Privacy-Preserved Taxi Demand Prediction System Utilizing Distributed Data
Ren Ozeki, Haruki Yonekura, Hamada Rizk, Hirozumi Yamaguchi
TL;DR
CC-Net tackles privacy-sensitive taxi-demand prediction by fusing contrastive feature learning with decentralized neighbor-based collaboration, avoiding exposure of raw data. It introduces a hexagonal virtual grid, a Transformer-based feature encoder with self-supervised contrastive learning, and a similarity-driven collaboration strategy that handles non-IID data while personalizing per-client predictions. Empirical results on five Japanese providers over 14 months show CC-Net yields at least 2.2% higher accuracy than non-federated baselines and demonstrates robustness against membership inference attacks, with privacy preserved at the architectural level. Collectively, CC-Net offers a practical blueprint for privacy-preserving, scalable taxi-demand forecasting in distributed urban ecosystems.
Abstract
Accurate taxi-demand prediction is essential for optimizing taxi operations and enhancing urban transportation services. However, using customers' data in these systems raises significant privacy and security concerns. Traditional federated learning addresses some privacy issues by enabling model training without direct data exchange but often struggles with accuracy due to varying data distributions across different regions or service providers.
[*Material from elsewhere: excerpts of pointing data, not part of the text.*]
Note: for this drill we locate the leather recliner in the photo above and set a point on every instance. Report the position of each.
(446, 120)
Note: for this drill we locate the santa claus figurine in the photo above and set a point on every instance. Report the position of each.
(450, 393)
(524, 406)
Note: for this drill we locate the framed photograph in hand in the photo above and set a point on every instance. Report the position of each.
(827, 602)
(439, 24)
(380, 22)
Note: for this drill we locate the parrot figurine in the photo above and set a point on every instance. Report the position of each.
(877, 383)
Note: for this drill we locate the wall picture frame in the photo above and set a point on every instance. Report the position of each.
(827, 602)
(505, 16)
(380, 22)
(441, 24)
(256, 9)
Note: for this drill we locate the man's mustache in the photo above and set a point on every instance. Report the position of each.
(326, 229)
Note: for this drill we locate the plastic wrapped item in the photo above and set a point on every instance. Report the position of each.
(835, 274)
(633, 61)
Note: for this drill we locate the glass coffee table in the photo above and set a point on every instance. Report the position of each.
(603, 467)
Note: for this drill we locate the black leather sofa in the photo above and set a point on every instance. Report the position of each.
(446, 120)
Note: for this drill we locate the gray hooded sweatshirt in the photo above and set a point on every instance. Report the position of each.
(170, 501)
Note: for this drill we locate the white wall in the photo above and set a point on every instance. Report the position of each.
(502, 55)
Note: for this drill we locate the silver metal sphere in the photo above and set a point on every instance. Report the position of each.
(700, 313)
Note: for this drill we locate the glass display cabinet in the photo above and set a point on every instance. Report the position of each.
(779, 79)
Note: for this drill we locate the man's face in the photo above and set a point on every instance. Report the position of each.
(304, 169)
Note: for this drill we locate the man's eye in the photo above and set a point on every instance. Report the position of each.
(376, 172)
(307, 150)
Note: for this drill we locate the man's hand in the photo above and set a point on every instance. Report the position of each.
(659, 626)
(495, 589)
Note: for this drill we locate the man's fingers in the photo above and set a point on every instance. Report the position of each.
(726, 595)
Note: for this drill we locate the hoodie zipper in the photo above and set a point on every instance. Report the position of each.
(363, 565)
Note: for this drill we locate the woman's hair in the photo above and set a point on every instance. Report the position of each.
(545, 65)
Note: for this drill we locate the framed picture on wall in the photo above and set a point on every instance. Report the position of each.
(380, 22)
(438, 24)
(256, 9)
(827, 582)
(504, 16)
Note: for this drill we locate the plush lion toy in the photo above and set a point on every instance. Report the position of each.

In this paper, we propose CC-Net: a novel approach using collaborative learning enhanced with contrastive learning for taxi-demand prediction. Our method ensures high performance by enabling multiple parties to collaboratively train a demand-prediction model through hierarchical federated learning. In this approach, similar parties are clustered together, and federated learning is applied within each cluster. The similarity is defined without data exchange, ensuring privacy and security. We evaluated our approach using real-world data from five taxi service providers in Japan over fourteen months. The results demonstrate that CC-Net maintains the privacy of customers' data while improving prediction accuracy by at least 2.2% compared to existing techniques.